Microsoft has quietly dropped its planned AI-powered History search feature for Edge, according to an update on the Microsoft 365 Roadmap. The company now says it has “decided not to move forward with this change at this time,” but it hasn’t explained why.
The feature first appeared on the roadmap in June last year under Roadmap ID 495834. Microsoft then started rolling it out in August 2025 as part of Edge’s general availability releases. Instead of requiring exact keywords, History search would have understood phrases, synonyms, and even typos to help users find websites they’d previously visited.
Microsoft described it as an on-device feature from the start.

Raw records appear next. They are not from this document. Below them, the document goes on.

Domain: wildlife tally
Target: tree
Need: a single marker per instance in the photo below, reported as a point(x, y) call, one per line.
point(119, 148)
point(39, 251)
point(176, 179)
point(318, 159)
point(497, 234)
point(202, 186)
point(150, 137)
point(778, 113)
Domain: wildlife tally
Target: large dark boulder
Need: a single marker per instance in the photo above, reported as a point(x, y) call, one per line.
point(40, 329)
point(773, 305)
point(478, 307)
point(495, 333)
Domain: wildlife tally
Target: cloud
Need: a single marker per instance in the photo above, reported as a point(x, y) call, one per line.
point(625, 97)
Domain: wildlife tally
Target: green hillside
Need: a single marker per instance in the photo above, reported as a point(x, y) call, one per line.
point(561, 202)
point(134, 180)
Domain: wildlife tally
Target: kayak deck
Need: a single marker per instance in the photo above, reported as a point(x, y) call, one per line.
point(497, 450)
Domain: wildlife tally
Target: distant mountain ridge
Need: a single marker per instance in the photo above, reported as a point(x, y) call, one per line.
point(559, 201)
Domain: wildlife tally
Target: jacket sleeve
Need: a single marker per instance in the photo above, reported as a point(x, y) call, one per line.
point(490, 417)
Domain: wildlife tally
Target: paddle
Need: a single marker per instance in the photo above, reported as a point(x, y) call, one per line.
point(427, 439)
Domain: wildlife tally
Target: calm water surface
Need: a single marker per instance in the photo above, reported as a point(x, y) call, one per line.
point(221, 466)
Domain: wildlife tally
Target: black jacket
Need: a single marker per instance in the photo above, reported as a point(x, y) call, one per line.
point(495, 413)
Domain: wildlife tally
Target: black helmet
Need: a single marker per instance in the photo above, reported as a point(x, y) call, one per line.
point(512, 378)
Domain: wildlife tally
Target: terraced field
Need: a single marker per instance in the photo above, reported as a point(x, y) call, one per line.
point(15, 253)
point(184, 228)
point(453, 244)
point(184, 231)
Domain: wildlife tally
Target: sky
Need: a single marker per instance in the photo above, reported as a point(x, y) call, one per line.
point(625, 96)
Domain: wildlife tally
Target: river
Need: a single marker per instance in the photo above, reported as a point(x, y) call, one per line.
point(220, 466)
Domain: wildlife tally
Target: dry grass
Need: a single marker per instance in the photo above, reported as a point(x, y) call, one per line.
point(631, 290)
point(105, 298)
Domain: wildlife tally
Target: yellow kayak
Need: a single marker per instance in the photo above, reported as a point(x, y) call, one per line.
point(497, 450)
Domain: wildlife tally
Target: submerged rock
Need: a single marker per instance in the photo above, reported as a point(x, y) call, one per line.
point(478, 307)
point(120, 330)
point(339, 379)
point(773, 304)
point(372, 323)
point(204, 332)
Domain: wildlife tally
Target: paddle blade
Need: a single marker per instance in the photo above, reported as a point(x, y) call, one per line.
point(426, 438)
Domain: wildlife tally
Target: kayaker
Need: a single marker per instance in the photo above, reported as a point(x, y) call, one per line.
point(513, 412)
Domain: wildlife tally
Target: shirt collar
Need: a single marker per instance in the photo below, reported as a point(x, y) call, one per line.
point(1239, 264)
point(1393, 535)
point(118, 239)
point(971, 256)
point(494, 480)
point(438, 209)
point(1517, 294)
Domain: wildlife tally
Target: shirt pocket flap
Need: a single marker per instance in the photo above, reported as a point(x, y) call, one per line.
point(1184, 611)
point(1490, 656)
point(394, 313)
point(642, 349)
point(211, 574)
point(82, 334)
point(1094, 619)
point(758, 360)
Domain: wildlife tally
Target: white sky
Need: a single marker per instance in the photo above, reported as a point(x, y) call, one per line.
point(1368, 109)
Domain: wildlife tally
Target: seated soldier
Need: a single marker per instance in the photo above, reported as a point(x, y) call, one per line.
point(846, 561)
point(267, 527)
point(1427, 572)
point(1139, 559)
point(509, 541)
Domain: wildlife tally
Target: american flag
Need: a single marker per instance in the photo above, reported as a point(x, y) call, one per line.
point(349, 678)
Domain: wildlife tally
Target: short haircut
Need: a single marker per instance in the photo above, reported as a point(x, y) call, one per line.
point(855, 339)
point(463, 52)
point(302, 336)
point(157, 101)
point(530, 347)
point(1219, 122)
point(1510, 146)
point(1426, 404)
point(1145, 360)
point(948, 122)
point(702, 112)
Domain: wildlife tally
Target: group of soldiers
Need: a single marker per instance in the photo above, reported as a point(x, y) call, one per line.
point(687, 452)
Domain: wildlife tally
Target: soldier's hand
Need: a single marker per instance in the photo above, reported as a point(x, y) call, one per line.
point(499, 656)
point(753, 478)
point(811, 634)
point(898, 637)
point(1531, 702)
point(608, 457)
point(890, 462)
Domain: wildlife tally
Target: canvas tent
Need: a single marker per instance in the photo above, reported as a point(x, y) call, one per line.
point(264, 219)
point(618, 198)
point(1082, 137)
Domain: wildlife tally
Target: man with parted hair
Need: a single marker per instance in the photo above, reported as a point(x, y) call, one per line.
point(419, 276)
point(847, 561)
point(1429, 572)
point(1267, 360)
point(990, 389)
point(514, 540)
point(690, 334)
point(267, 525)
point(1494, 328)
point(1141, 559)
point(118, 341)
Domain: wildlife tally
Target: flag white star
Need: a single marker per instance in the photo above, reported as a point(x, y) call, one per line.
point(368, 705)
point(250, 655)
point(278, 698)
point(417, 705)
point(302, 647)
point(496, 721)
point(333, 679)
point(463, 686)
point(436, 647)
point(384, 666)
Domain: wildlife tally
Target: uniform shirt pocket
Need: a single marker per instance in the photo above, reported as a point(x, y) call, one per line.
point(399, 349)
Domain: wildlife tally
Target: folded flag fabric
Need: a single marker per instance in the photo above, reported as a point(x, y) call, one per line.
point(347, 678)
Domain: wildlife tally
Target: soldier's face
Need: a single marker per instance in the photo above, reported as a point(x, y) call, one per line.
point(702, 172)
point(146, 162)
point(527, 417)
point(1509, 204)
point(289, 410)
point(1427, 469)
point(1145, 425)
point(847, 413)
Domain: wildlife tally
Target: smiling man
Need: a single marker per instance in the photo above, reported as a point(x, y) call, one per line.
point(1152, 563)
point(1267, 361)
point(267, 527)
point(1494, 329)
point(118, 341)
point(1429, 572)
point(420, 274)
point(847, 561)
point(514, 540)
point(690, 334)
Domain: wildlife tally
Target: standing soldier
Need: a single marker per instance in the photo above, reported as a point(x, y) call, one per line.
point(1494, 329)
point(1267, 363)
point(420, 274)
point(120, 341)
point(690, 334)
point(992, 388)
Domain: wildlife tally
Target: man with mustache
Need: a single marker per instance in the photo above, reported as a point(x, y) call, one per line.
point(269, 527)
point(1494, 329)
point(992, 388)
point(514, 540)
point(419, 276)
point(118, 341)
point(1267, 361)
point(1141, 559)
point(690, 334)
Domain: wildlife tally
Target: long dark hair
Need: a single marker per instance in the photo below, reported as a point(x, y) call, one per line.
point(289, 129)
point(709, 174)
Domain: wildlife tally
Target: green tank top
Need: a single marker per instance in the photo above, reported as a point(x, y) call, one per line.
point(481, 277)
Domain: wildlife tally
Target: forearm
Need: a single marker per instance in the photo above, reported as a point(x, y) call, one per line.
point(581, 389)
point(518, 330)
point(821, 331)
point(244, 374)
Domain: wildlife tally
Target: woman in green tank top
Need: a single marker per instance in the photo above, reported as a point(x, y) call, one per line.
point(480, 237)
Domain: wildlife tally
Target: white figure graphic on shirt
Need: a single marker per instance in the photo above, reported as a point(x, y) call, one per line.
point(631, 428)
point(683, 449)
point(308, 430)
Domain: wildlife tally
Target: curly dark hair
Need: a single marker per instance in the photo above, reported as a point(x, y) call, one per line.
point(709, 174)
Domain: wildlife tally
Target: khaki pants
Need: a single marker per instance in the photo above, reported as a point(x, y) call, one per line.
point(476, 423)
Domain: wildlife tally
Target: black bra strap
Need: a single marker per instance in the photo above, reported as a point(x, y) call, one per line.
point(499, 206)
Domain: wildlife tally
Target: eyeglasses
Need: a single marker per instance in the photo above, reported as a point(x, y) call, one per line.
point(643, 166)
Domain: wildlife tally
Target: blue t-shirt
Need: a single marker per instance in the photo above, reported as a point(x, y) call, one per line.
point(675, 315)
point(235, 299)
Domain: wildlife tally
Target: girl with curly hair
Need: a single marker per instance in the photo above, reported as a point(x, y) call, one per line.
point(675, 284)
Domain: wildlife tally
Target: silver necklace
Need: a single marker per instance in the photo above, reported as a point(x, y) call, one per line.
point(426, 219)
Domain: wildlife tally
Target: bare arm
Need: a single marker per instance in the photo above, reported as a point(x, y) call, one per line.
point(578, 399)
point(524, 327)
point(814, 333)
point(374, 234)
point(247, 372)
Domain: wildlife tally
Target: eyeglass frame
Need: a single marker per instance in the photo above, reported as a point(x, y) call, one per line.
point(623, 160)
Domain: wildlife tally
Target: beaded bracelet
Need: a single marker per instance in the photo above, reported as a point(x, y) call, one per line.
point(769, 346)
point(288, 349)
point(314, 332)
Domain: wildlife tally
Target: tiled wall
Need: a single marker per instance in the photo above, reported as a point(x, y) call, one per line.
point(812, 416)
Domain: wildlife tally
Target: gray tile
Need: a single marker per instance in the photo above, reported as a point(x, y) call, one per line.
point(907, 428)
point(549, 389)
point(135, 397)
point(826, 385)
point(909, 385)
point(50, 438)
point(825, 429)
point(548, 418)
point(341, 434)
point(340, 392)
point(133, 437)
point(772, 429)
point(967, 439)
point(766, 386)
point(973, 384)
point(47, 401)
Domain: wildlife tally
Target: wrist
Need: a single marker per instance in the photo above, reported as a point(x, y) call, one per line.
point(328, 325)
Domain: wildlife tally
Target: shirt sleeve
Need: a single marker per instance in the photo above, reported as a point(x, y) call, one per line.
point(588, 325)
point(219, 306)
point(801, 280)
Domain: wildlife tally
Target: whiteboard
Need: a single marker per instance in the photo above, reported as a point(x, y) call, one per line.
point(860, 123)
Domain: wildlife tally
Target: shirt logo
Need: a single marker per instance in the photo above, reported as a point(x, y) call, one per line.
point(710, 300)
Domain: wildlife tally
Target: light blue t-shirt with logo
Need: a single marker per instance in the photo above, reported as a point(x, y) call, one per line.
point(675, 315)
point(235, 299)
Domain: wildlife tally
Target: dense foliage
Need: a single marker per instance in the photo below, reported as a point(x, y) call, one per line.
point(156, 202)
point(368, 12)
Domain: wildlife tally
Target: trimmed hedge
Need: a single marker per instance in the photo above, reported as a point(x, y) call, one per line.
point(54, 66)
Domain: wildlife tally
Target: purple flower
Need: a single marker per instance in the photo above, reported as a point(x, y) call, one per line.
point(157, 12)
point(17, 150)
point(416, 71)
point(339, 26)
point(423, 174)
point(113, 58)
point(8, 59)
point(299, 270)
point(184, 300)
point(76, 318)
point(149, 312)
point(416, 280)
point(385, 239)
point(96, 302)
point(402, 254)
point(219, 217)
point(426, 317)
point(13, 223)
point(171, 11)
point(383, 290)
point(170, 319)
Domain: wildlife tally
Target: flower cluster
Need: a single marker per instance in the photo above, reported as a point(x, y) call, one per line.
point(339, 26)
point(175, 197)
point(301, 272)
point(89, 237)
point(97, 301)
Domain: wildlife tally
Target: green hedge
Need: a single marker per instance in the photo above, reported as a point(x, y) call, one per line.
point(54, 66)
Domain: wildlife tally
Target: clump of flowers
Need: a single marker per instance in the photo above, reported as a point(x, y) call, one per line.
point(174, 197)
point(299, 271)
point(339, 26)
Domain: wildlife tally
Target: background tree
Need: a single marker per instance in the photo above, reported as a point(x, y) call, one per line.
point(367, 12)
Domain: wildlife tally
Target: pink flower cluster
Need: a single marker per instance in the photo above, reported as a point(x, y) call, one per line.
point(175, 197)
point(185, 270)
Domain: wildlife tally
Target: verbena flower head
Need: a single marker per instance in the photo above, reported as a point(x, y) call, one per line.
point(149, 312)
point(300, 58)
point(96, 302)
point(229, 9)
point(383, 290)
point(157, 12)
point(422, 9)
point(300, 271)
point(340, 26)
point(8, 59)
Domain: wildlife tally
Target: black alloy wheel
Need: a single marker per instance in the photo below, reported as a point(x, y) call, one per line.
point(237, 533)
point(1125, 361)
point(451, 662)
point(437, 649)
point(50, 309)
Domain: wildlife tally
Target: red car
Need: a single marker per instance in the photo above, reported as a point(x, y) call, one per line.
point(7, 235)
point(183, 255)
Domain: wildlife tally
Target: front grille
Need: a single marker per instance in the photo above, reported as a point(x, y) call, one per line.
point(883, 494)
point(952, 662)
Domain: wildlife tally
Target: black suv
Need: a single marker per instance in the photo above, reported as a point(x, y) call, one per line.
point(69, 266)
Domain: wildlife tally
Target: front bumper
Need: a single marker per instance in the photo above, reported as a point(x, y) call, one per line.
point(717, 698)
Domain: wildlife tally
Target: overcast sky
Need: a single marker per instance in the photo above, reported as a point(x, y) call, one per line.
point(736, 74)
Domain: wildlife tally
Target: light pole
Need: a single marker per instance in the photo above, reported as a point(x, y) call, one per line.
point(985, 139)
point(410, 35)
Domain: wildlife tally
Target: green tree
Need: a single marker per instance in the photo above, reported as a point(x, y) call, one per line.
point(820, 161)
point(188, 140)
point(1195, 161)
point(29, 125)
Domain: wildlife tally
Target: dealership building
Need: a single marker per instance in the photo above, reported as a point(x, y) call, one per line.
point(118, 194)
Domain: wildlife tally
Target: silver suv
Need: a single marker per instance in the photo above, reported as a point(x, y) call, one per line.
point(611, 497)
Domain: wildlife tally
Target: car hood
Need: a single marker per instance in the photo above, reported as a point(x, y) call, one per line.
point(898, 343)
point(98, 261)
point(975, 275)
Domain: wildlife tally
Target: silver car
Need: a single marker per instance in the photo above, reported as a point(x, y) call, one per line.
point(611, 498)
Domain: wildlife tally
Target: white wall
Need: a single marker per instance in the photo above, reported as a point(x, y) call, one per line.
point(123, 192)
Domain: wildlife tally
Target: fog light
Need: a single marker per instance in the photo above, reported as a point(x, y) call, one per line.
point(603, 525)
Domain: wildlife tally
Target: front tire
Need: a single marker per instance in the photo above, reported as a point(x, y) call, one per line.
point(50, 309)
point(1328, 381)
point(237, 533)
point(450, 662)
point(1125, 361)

The model would learn from a user’s browsing history without sending that data to Microsoft’s servers. Enterprise administrators would also have been able to disable it using the EdgeHistoryAISearchEnabled policy.
Surprisingly, there wasn’t much chatter or backlash around the feature. It seems to have slipped under the radar, which could explain why Microsoft eventually decided to cancel it, because hardly anyone knew about it in the first place.
Still, it was a general quality-of-life improvement that made the search experience better for users. For example, someone looking for a recipe they had opened a few days earlier could have searched for something like “pasta with mushrooms” even if those exact words never appeared in the page title. The feature was also meant to handle spelling mistakes and similar terms without requiring users to remember the precise wording.
Privacy was one of the main points Microsoft highlighted when it announced the feature. The company said the AI model would run locally and that browsing data would stay on the device. That distinguished it from many cloud-based AI features Microsoft has introduced over the past two years.
The decision also comes as Microsoft continues trimming other parts of the browser. Earlier this month, we reported that Microsoft is retiring the Drop feature from Edge, removing its built-in cross-device file and note sharing tool as part of a broader effort to simplify the browser. Before that, the company confirmed it was also removing the sidebar app list and Collections in Edge 149, with Copilot remaining at the center of its browser strategy.
Microsoft hasn’t said whether AI-powered History search could return in another form. The roadmap entry now simply states that the company has decided not to move forward with the feature.